Here's another article appealing for it:
http://www.guardian.co.uk/uselections08/story/0,,2239408,00.html
Obama has done brilliant, amazing things, e.g. his interrogation-related laws in Illinois, and his community organising even way back in 1995. Can't we get these facts out there?
I'm a universisity teacher in the UK, and today a few of our students were taljking about the presidential primaries - even over here in the UK.
And guess what? They were really enthusiastic about Obama. He's setting the world alight. He really matters to people already, and not just in the States.
Please, please, let us quench Hillary's 'more experience' claims. Let's do what Obama says, and 'respond directly and forcefully with the truth.'
Go Obama!
Senator Obama has held elected office for 9 years. Hillary has only held hers for seven. She speaks all the time of her "35 years of experience," but she was NOT an elected official. For those years she was a qualified lawyer, doing good things to help America - and Obama was doing exactly the same thing, in even more difficult contexts, and requiring even more bilateral connection and community-building.
Obama's experience bioth as an elected official AD as a community organiser are more than equal to Hillary's 'experience' claims.
We know now that Hillary's experience claim won over some voters in New Hampshire. Please, please, can Obama set the public record straight on the fact he has copious experience, certainly equivalent to Hillary's, and indeed oustripping hers in crucial ways?

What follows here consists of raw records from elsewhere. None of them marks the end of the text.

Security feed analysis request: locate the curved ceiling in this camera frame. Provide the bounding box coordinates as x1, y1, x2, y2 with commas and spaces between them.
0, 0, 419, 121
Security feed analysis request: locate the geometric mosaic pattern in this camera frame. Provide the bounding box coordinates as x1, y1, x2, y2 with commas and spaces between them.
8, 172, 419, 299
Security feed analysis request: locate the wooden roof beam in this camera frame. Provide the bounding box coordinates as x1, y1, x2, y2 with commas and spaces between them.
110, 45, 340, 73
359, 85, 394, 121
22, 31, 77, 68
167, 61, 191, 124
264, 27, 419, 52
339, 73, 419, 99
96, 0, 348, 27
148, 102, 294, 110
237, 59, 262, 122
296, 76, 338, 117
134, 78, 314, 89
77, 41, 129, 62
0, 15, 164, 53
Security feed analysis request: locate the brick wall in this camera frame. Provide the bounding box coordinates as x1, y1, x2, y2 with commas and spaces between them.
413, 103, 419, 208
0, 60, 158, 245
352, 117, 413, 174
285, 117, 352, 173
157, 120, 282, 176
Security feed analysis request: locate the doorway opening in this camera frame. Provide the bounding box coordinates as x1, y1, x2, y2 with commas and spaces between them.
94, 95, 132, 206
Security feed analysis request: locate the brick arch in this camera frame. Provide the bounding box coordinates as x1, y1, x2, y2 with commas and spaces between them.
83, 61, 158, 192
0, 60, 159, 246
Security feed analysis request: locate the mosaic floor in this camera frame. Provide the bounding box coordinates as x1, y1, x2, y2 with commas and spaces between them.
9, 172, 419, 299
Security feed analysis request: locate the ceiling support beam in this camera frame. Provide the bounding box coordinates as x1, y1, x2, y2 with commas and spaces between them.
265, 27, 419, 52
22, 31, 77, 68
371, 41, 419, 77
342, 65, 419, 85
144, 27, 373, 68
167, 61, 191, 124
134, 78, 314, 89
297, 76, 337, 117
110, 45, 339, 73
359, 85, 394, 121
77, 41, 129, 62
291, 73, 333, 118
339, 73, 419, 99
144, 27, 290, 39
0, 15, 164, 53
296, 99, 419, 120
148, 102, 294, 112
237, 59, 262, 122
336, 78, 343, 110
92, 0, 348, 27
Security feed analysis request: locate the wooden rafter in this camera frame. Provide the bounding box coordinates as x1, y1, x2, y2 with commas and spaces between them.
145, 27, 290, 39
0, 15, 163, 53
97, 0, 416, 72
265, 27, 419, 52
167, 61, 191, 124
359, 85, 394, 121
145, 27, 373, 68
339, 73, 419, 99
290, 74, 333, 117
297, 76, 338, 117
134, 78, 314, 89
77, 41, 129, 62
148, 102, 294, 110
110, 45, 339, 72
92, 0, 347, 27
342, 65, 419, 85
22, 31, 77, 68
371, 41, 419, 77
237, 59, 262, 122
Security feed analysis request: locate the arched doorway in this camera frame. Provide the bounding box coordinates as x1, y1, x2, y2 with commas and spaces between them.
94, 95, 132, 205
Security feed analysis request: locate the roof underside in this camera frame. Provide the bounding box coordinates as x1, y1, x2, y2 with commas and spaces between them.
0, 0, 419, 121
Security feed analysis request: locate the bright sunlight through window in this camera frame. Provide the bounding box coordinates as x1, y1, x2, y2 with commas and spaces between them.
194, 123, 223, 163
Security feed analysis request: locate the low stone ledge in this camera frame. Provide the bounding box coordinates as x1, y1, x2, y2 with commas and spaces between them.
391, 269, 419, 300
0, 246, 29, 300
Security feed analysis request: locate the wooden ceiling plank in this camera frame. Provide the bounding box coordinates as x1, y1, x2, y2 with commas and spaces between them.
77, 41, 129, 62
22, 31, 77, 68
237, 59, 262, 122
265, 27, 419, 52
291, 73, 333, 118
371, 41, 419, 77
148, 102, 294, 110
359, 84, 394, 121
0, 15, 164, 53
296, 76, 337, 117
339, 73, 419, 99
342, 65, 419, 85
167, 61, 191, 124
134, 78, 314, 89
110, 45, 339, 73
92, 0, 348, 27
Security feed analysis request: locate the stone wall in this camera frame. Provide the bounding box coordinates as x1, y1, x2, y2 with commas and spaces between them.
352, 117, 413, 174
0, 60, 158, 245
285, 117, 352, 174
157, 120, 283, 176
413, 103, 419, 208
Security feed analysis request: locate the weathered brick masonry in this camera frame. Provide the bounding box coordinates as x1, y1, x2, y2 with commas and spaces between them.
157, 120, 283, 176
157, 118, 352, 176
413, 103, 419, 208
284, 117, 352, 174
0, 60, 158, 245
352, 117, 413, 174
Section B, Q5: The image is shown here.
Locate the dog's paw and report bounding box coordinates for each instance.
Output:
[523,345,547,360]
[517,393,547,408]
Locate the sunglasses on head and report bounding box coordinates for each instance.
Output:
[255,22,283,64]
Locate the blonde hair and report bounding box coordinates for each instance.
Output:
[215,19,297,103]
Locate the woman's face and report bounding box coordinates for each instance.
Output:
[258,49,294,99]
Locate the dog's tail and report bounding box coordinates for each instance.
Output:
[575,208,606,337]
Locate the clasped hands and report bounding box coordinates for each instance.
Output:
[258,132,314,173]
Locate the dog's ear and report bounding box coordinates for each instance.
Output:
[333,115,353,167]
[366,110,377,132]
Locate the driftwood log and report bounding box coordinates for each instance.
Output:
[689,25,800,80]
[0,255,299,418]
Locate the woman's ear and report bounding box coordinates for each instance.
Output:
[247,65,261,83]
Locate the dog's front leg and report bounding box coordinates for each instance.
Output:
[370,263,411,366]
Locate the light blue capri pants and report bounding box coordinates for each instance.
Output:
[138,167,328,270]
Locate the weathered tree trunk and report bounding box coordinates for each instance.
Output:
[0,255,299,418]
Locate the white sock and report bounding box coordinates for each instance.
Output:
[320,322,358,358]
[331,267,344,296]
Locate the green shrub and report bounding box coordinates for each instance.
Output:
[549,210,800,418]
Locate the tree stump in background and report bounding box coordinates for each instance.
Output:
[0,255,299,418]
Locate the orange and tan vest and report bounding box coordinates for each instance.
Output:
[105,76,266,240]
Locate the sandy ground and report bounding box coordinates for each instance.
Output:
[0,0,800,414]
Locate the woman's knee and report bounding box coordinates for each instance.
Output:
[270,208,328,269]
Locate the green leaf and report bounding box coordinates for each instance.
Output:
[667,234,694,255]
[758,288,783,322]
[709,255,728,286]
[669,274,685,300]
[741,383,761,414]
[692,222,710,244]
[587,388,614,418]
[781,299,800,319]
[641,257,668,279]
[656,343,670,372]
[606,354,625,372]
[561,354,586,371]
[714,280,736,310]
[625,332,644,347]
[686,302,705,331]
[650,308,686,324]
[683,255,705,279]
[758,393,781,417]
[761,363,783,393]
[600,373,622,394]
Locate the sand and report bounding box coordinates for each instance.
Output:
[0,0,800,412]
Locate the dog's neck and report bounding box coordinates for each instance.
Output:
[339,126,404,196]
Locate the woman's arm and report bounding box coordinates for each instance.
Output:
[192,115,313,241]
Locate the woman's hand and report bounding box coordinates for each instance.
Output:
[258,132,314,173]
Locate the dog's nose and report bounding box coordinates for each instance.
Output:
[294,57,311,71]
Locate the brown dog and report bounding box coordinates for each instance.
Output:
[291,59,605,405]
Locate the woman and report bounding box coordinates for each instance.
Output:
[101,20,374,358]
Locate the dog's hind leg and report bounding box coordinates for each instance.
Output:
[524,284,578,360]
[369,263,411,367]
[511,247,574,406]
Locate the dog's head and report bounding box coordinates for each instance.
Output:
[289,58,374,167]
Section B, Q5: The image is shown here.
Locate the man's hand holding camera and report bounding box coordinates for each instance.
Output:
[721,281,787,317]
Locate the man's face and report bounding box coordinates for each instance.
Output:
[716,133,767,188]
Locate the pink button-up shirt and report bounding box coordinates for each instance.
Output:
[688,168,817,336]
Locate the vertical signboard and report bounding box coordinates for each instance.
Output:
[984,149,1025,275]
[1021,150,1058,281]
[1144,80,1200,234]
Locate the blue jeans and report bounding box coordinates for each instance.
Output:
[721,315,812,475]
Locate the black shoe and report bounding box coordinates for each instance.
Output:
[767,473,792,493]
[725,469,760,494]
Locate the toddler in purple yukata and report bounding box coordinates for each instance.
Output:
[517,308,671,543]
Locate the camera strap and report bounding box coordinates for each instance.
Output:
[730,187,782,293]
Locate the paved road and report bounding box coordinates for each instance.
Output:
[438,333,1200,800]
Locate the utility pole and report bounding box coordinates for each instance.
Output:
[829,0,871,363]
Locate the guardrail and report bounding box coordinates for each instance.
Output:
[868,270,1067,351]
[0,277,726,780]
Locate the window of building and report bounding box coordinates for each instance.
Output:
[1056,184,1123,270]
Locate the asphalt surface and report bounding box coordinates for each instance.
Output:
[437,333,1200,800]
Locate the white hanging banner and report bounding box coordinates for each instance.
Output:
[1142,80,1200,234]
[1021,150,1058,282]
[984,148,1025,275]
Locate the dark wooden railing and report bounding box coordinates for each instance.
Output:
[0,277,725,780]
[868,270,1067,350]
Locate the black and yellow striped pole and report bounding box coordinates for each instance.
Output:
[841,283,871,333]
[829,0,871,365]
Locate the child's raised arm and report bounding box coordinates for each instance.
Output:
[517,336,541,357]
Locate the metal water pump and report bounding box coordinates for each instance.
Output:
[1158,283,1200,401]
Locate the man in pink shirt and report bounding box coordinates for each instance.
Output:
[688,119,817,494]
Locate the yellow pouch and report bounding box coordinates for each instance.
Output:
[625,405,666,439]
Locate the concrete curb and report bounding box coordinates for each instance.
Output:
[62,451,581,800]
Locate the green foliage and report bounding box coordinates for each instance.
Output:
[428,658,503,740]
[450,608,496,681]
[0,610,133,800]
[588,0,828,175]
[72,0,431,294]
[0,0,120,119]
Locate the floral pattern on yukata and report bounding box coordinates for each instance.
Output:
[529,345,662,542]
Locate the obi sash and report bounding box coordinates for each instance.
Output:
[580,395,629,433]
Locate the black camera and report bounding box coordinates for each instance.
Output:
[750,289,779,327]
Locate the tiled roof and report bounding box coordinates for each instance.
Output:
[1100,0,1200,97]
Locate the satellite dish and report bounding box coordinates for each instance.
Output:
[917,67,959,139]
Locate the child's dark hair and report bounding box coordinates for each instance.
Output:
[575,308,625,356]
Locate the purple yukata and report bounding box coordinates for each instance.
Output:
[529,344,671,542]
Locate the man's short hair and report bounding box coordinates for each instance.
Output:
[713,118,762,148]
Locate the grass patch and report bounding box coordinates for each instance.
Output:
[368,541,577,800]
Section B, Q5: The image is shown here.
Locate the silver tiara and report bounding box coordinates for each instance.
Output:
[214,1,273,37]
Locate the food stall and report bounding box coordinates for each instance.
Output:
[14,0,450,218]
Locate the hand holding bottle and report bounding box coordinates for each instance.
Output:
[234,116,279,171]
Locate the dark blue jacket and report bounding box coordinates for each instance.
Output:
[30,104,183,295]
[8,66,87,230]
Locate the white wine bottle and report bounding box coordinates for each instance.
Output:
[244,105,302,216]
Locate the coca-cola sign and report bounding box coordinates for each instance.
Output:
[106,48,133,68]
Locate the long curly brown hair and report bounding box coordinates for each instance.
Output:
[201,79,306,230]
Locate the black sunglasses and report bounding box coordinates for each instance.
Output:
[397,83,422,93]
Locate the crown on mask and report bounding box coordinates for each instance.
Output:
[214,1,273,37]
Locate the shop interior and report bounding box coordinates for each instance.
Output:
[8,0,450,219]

This article from 1995</a> is crucial, I think, in showing tha t Obama's experience is copious, and that he has been dedicated to public service for 12 years and more:
http://www.chicagoreader.com/features/stories/archive/barackobama/
ANd this article from Charles Peters in the Washington Post makes it clear that Obama has HUUUGE experince of buildingcross-party coalitions in the toughest of circumstances:
http://www.washingtonpost.com/wp-dyn/content/article/2008/01/03/AR2008010303303.html
I can't vote, but over here in the UK I am enthusiastically supporting Obama nonetheless. America is frankly luck to have such a fabulous potential leader.
Why I support Obama:
I support Obama because I know that the American president has huge influence and ability and can really make a beneficial difference to world politics and the lives of millions of non-Americans too. The world would benefit from a strong, positive, ethical America.
I support Obama because of his thoughtful approach to international politics. His policies and plans, detailed on this site's 'Answer Centre,' are thoughtful and visionary.
I support Obama because of his nuanced, original insights into how religion and progressive politics don't have to be in conflict - that 'Call for Renewal' speech was incredibly original and thought-provoking. I wish all Christians and indeed members of any religion could read it.
I support Obama because of his persuasive vision of a united America not divided by traditional stereotypical two-party politics.
I am envious of you Americans - vote for him, vote for him! I'm cheering all the way.